North Carolina Republican Gov. Pat McCrory finally admitted defeat and conceded his bid for reelection to Democrat Attorney General Roy Cooper early Monday afternoon. McCrory, who demanded a recount after unsubstantiated claims of an “absentee ballot fraud scheme” and allegations of “hundreds of fraudulent Cooper ballots,” released a video concession around noon on Monday.
“I personally believe that the majority of our citizens have spoken and we now should do everything we can to support the 75th governor of North Carolina, Roy Cooper.”
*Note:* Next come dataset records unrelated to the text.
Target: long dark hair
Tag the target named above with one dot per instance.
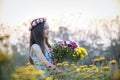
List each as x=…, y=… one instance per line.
x=37, y=37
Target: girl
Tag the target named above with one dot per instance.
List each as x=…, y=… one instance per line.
x=39, y=45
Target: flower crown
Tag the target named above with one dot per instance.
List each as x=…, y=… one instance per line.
x=36, y=22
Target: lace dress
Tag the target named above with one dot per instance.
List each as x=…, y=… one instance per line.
x=37, y=62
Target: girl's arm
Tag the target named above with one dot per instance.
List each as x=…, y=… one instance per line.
x=38, y=52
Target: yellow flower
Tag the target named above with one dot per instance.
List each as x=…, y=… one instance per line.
x=113, y=61
x=48, y=78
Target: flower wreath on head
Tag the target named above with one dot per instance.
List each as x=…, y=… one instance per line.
x=36, y=22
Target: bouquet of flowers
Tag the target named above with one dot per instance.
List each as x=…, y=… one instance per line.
x=67, y=51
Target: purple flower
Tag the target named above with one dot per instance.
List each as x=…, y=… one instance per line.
x=61, y=43
x=73, y=45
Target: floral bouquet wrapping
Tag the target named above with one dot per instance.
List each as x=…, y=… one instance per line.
x=67, y=51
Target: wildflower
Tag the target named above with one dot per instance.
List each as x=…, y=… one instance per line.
x=78, y=70
x=96, y=60
x=113, y=61
x=102, y=58
x=106, y=68
x=84, y=51
x=48, y=78
x=59, y=64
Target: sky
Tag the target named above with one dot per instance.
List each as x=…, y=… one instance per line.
x=15, y=12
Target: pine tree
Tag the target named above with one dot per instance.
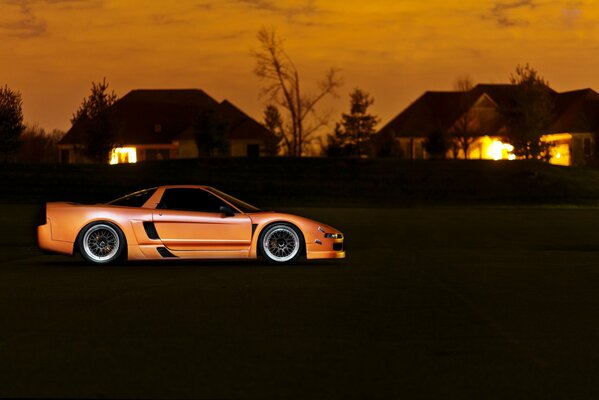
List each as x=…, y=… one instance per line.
x=11, y=120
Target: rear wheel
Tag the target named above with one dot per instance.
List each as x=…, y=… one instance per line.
x=101, y=243
x=281, y=243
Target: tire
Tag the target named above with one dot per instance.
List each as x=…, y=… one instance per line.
x=101, y=243
x=281, y=243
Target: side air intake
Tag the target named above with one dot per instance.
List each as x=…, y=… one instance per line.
x=151, y=230
x=165, y=253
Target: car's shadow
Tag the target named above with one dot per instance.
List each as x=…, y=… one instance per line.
x=77, y=262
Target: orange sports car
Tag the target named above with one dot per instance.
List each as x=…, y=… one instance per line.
x=183, y=222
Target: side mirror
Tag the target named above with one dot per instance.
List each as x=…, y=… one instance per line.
x=226, y=210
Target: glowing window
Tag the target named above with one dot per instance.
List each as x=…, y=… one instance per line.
x=123, y=155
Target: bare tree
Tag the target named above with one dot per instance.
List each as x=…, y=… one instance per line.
x=283, y=88
x=464, y=128
x=94, y=114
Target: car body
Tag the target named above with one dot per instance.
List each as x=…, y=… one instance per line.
x=183, y=222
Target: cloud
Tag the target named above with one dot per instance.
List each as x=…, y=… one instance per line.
x=275, y=7
x=27, y=25
x=500, y=10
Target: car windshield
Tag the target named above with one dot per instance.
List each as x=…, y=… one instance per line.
x=136, y=199
x=241, y=205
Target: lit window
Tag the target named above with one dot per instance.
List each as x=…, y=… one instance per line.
x=498, y=150
x=123, y=155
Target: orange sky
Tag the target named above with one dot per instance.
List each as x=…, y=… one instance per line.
x=51, y=50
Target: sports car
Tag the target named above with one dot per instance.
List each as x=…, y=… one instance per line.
x=183, y=222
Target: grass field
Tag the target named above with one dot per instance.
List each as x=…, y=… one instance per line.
x=431, y=302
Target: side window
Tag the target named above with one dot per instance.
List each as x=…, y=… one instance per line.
x=189, y=199
x=136, y=199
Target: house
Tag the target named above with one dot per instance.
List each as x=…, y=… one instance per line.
x=158, y=125
x=572, y=131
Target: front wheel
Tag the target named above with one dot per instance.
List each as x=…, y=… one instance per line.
x=281, y=243
x=101, y=243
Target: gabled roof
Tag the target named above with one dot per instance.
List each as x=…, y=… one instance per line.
x=430, y=112
x=160, y=116
x=576, y=111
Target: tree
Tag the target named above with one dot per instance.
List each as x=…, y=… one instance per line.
x=437, y=144
x=464, y=130
x=94, y=114
x=210, y=133
x=529, y=114
x=355, y=130
x=273, y=122
x=335, y=146
x=276, y=69
x=11, y=120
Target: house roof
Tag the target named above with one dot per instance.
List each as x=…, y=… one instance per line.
x=576, y=111
x=160, y=116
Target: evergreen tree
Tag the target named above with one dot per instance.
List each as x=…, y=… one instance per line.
x=529, y=114
x=11, y=121
x=352, y=135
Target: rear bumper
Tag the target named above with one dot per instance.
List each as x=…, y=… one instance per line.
x=314, y=255
x=45, y=242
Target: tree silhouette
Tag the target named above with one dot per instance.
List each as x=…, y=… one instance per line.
x=11, y=120
x=94, y=115
x=283, y=87
x=529, y=113
x=464, y=130
x=273, y=122
x=352, y=135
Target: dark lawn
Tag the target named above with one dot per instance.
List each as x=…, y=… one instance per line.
x=431, y=302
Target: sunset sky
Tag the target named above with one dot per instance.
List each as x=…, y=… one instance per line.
x=51, y=50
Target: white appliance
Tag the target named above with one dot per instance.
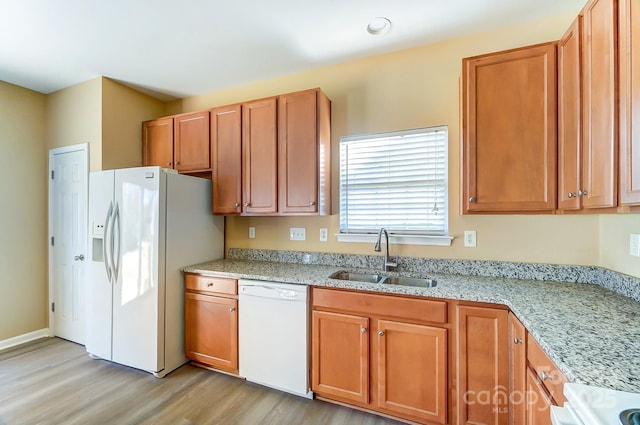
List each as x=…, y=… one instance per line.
x=144, y=225
x=273, y=335
x=588, y=405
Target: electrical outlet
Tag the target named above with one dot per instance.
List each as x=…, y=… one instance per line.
x=470, y=238
x=634, y=244
x=297, y=234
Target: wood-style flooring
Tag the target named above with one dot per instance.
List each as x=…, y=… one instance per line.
x=54, y=382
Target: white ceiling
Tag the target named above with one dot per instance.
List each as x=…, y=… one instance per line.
x=180, y=48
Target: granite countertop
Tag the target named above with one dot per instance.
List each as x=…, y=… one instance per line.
x=591, y=333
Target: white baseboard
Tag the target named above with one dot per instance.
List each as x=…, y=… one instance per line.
x=21, y=339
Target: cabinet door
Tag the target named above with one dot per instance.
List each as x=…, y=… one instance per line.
x=509, y=131
x=600, y=135
x=298, y=152
x=259, y=153
x=157, y=143
x=340, y=356
x=629, y=42
x=211, y=331
x=226, y=145
x=412, y=370
x=517, y=370
x=483, y=367
x=191, y=142
x=569, y=117
x=538, y=402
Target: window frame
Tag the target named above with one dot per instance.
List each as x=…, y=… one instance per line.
x=400, y=236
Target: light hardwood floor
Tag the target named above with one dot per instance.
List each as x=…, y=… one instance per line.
x=53, y=382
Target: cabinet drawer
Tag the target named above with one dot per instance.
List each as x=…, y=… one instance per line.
x=550, y=376
x=381, y=305
x=218, y=285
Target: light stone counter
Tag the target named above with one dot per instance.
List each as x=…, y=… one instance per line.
x=590, y=332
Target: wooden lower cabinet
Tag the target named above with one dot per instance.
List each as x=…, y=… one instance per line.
x=517, y=370
x=538, y=402
x=211, y=322
x=365, y=355
x=340, y=353
x=483, y=368
x=411, y=361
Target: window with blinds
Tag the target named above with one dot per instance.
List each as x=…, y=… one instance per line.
x=395, y=180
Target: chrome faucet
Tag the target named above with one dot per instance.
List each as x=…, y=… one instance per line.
x=387, y=262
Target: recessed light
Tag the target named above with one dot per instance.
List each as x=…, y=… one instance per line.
x=379, y=26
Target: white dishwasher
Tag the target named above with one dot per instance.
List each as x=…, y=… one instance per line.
x=273, y=335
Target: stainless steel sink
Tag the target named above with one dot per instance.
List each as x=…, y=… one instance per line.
x=380, y=278
x=358, y=277
x=410, y=281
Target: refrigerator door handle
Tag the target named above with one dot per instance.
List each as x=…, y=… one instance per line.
x=105, y=243
x=116, y=243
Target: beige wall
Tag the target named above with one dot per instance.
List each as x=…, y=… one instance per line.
x=23, y=216
x=123, y=110
x=415, y=88
x=74, y=115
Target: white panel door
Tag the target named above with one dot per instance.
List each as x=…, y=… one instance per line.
x=68, y=218
x=100, y=288
x=138, y=319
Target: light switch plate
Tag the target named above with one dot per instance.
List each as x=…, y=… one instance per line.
x=297, y=234
x=470, y=238
x=634, y=244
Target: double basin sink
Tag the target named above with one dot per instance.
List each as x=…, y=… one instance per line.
x=380, y=278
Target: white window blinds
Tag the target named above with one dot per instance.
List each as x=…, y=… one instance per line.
x=395, y=180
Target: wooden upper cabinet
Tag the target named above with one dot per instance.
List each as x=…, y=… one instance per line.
x=304, y=143
x=157, y=142
x=569, y=118
x=259, y=157
x=629, y=62
x=412, y=370
x=191, y=143
x=509, y=131
x=600, y=119
x=226, y=154
x=517, y=370
x=483, y=373
x=340, y=356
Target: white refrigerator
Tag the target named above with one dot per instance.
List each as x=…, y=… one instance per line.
x=145, y=224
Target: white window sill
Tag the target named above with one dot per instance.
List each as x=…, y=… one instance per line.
x=396, y=239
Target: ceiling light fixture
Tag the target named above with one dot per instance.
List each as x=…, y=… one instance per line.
x=379, y=26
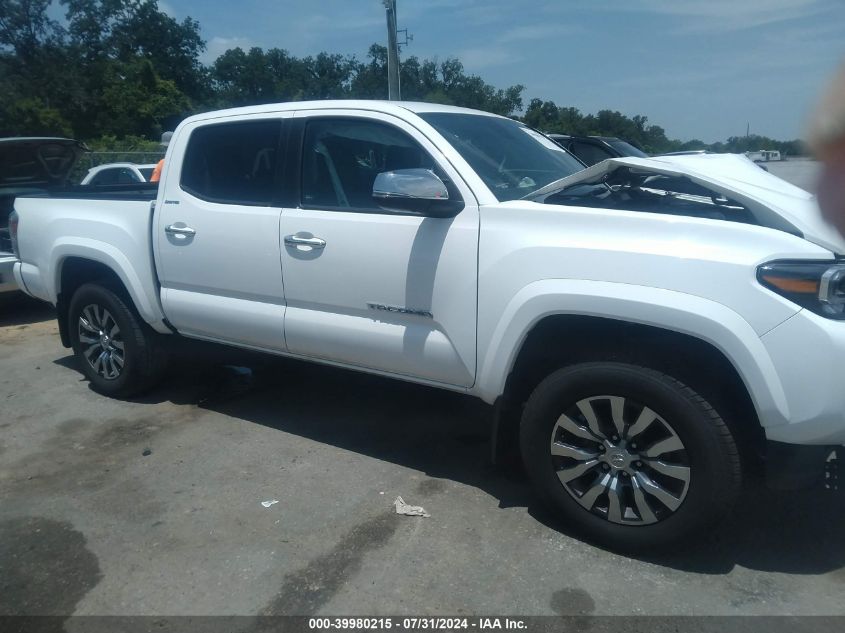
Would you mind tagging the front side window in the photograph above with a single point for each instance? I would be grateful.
(342, 157)
(513, 160)
(232, 163)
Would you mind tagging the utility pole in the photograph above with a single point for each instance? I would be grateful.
(393, 90)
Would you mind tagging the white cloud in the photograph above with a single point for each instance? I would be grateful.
(218, 45)
(533, 32)
(165, 8)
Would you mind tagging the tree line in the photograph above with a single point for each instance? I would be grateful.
(117, 73)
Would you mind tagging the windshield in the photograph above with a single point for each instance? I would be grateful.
(513, 160)
(626, 149)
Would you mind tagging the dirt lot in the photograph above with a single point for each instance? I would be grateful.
(154, 506)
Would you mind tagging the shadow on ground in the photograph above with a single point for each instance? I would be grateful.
(446, 435)
(18, 309)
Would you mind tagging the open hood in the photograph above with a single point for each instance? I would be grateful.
(773, 202)
(37, 162)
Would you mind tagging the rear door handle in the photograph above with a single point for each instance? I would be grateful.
(296, 240)
(173, 229)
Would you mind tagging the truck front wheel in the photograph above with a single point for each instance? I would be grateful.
(630, 457)
(116, 351)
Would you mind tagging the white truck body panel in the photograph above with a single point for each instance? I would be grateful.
(486, 276)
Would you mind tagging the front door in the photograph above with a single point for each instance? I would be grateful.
(217, 235)
(365, 287)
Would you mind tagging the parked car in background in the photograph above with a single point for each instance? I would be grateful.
(648, 331)
(594, 149)
(29, 165)
(118, 174)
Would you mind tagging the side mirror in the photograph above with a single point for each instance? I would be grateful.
(418, 191)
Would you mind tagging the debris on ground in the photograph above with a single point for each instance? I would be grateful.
(411, 511)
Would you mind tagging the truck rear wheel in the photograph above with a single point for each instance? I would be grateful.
(116, 350)
(630, 457)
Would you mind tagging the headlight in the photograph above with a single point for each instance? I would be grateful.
(817, 286)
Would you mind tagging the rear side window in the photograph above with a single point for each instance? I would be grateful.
(233, 163)
(342, 157)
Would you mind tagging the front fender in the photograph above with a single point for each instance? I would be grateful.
(687, 314)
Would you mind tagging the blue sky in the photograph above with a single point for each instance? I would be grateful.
(700, 68)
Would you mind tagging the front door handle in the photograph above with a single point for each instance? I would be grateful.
(173, 229)
(296, 240)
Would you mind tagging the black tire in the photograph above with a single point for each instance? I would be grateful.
(142, 356)
(709, 453)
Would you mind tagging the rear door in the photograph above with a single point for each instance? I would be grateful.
(366, 287)
(217, 232)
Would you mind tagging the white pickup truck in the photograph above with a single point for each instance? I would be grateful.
(648, 330)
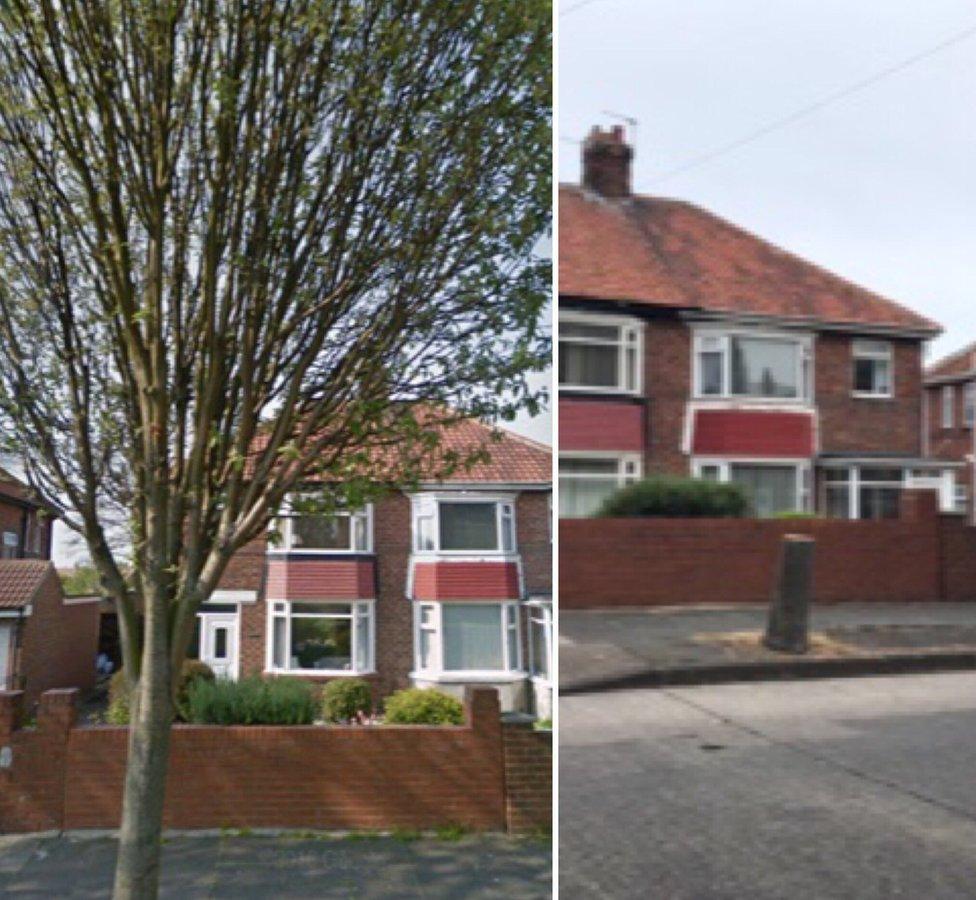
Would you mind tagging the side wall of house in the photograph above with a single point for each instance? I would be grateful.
(59, 642)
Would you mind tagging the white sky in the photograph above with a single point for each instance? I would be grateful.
(879, 187)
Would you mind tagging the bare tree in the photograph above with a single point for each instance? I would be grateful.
(240, 242)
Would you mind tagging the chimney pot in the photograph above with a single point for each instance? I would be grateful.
(606, 162)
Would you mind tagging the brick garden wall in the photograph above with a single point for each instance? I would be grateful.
(65, 777)
(663, 562)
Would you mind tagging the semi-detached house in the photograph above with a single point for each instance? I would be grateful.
(692, 347)
(445, 586)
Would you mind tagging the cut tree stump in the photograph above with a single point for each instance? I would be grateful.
(788, 625)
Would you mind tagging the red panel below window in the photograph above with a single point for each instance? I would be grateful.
(320, 579)
(733, 432)
(465, 581)
(601, 425)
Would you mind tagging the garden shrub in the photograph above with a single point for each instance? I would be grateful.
(118, 691)
(344, 698)
(669, 496)
(416, 706)
(252, 701)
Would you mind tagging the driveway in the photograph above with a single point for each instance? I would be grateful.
(836, 789)
(485, 866)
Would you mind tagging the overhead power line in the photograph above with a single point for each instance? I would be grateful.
(814, 107)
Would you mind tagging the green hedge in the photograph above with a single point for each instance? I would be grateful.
(118, 692)
(417, 706)
(252, 701)
(668, 496)
(345, 698)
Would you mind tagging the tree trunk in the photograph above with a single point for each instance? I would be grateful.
(137, 865)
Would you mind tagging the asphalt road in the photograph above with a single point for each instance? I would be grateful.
(861, 788)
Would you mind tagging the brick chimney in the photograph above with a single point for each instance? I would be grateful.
(606, 162)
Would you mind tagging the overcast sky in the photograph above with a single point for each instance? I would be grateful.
(879, 186)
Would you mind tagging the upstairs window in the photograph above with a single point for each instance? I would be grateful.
(758, 366)
(872, 369)
(599, 355)
(948, 406)
(463, 526)
(341, 532)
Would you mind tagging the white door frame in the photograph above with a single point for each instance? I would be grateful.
(6, 653)
(209, 623)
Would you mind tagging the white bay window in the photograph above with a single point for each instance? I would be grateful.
(586, 481)
(463, 525)
(311, 532)
(321, 638)
(599, 353)
(467, 637)
(752, 365)
(772, 487)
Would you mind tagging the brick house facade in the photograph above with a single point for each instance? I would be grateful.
(447, 586)
(690, 347)
(950, 417)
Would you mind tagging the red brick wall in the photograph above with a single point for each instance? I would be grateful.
(853, 425)
(58, 642)
(651, 562)
(528, 778)
(667, 386)
(64, 777)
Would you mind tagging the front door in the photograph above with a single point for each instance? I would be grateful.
(6, 654)
(218, 643)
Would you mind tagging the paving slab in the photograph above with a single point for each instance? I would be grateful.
(482, 867)
(624, 648)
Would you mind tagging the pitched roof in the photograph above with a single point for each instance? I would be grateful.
(956, 366)
(657, 252)
(512, 459)
(20, 580)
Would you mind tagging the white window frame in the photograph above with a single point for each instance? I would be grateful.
(629, 467)
(969, 404)
(358, 609)
(944, 482)
(948, 406)
(539, 612)
(630, 336)
(509, 619)
(721, 338)
(804, 473)
(427, 506)
(876, 351)
(283, 525)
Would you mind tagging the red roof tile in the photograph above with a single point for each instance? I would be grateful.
(20, 580)
(657, 252)
(512, 459)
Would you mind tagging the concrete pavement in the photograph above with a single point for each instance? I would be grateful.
(600, 649)
(851, 788)
(286, 868)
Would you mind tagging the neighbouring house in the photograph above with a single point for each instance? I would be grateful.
(25, 523)
(446, 586)
(689, 346)
(950, 414)
(46, 640)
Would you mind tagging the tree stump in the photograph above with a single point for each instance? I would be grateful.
(788, 625)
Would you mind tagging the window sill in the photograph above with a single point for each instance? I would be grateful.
(324, 673)
(610, 392)
(472, 675)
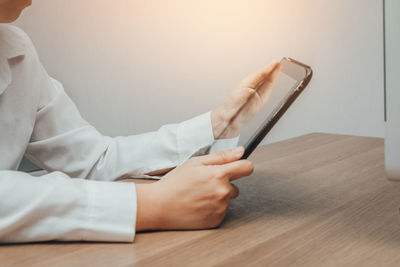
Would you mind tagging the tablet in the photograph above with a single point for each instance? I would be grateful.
(293, 78)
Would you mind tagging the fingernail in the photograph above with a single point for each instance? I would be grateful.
(238, 151)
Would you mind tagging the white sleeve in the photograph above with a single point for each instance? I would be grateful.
(63, 141)
(55, 207)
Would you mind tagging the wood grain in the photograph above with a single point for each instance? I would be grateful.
(314, 200)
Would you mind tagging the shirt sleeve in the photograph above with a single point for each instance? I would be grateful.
(55, 207)
(63, 141)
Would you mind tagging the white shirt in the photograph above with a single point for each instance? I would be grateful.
(39, 120)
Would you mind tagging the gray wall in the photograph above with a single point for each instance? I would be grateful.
(132, 66)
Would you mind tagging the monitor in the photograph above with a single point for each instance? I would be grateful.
(392, 87)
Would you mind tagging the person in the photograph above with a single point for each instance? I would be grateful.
(81, 197)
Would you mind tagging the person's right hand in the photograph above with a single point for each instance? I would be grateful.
(195, 195)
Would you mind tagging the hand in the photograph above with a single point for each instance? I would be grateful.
(248, 97)
(195, 195)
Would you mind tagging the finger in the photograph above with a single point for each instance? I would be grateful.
(222, 157)
(237, 169)
(265, 75)
(234, 191)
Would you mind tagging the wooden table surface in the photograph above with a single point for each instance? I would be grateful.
(314, 200)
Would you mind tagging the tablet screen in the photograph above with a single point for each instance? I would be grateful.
(289, 79)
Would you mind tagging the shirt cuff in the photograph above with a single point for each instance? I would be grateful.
(111, 211)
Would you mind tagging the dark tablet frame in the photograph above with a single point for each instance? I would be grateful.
(276, 114)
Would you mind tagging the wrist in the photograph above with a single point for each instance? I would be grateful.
(149, 213)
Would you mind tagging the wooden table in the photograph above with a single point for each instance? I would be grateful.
(314, 200)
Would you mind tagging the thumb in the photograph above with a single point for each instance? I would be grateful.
(266, 74)
(222, 157)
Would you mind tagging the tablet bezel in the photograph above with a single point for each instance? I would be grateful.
(276, 114)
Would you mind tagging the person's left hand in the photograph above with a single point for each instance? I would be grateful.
(249, 96)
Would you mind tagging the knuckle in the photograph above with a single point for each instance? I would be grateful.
(249, 167)
(219, 173)
(223, 193)
(224, 155)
Today, Governor McCrory released the following video message on the 2016 election results. pic.twitter.com/e65DTFaZ6l
— NC Governor’s Office (@GovOfficeNC) December 5, 2016
In a state that saw Democratic nominee Hillary Clinton and Democratic Senate candidate Deborah Ross lose to their Republican opponents on November 8, Pat McCrory became the first North Carolina governor in history to lose a bid for reelection. Despite spending nearly a month filing complaints in about half of North Carolina’s 100 counties, no evidence of voter fraud was ever found, and McCrory’s costly recounts only confirmed Roy Cooper’s win. Following McCrory’s delayed concession, with the final election tallies on Monday afternoon showing Cooper holding onto a lead of 10,263 votes, Cooper responded with a written statement on Facebook.
“I want to thank Governor McCrory and our First Lady Ann McCrory for their service to our state. Kristin and I look forward to working with them and their staff in what I expect will be a smooth transition.
“I’m proud to have received the support from so many who believe that we can come together to make a North Carolina that works for everyone. It will be the honor of my life to serve this great state. While this was a divisive election season, I know still that there is more that unites us than divides us. Together, we can make North Carolina the shining beacon in the south by investing in our schools, supporting working families and building a state that works for everyone. I’d like to thank all of the hardworking families in North Carolina, and I look forward to serving the greatest state in the country as your Governor.”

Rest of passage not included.